Empress mother of the Nguyễn dynasty
- Tenure: 1820–1840
- Predecessor: Empress Mother Ý Tĩnh
- Successor: Empress Mother Từ Dụ

Grand Empress mother of the Nguyễn dynasty
- Tenure: 1840–1846
- Predecessor: none
- Successor: Grand Empress Mother Từ Dụ

Empress consort of the Nguyễn dynasty
- Tenure: title granted posthumously
- Predecessor: Empress Thừa Thiên
- Successor: Empress Tá Thiên
- Born: January 4, 1769 Văn Xá village, Hương Trà, Thừa Thiên
- Died: November 6, 1846 (aged 77) Phú Xuân, Việt Nam
- Burial: Thiên Thọ Hữu Tomb Hương Trà, Thừa Thiên Huế
- Spouse: Emperor Gia Long
- Issue: Nguyễn Phúc Đảm (Emperor Minh Mạng) Nguyễn Phúc Đài, Prince of Kiến An Nguyễn Phúc Chẩn, Prince of Thiệu Hóa

Names
- Trần Thị Đang (陳氏璫)

Posthumous name
- Short: Thuận Thiên Cao Hoàng Hậu 順天高皇后 Full: Thuận Thiên Hưng Thánh Quang Dụ Hóa Cơ Nhân Tuyên Từ Khánh Đức Trạch Nguyên Công Cao Hoàng hậu 順天興聖光裕化基仁宣慈慶德澤元功高皇后
- House: Nguyễn Phúc (by marriage)
- Father: Trần Hưng Đạt
- Mother: Lady Lê

= Thuận Thiên (Nguyễn dynasty empress) =

Empress Thuận Thiên (Thuận Thiên Cao Hoàng Hậu, January 4, 1769 – November 6, 1846), born Trần Thị Đang in Văn Xá village, Hương Trà, Thừa Thiên, was the second wife of Emperor Gia Long of Vietnam and mother of Emperor Minh Mạng.

==Family and childhood==
Trần Thị Đang was born to Trần Hưng Đạt, a scholar who then served Hanlin Academy under Nguyễn lords, and his first wife, lady Lê Thị Cầm in 1769 at Văn Xá village of Hương Trà district.
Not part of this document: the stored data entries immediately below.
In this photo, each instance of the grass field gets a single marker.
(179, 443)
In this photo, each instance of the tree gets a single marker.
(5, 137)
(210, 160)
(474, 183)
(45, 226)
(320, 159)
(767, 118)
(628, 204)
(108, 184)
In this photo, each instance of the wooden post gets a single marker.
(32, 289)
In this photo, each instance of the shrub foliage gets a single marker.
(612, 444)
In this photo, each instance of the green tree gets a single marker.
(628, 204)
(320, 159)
A daughter from a reputable family, during the 1774 offensive she was chosen as maidservant to Queen Mother Ý Tĩnh - mother of lord Nguyễn Phúc Ánh (later Emperor Gia Long) - who sought asylum in Cửa Tùng. One year later, her father and uncle was seized by Trịnh lord’s army in Quảng Nam. Despite having escaped, they were unable to come back to the South, thus presumed dead for nearly 18 years.

==Wife of Gia Long==
In 1779, Đang went South to Gia Định along with Nguyễn Ánh’s sisters following Queen Mother Ý Tĩnh. She became the lord’s concubine (左宮嬪; lit. 'Concubine of the Left') two years later at the age of 14 and was then commonly called by the title of Nhị phi (二妃; lit. 'Second wife').
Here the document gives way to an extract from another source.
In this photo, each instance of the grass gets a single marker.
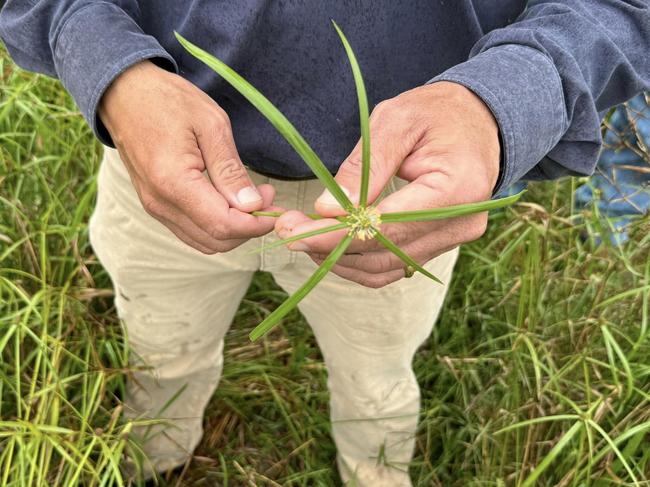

Legend has it that one night in 1788, after Nguyễn Ánh had conquered Gia Định, she dreamt of a deity giving her one brilliant red imperial seal and two common ones. The dream was later regarded by posterity as prophetic and the seals represented her three children, with the imperial seal being her first-born who would ascend to the throne years afterwards.
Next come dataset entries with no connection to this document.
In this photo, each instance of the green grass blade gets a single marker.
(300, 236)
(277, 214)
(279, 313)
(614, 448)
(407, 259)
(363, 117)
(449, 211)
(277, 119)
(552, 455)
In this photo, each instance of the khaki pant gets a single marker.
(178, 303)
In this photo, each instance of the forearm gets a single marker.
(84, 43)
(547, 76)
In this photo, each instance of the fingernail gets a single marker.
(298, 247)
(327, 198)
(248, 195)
Đang stood by Nguyễn Ánh during the time he was fighting Tây Sơn and went on to have three sons with the Emperor: Nguyễn Phúc Đảm (1791 - 1840; later Emperor Minh Mạng), Nguyễn Phúc Đài (1795 - 1849) and Nguyễn Phúc Chẩn (1803 - 1824).

==Later life and death==

As Minh Mạng took the throne after Gia Long's death, Đang became Empress Mother. Following her grandson Thiệu Trị's accession, Đang was elevated to the title Grand Empress Mother Nhân Tuyên Từ Khánh Thượng Thọ in 1841. She died in 1846, aged 77, her tomb lies on the right of Gia Long's Lăng Thiên Thọ. She received the title of Empress posthumously.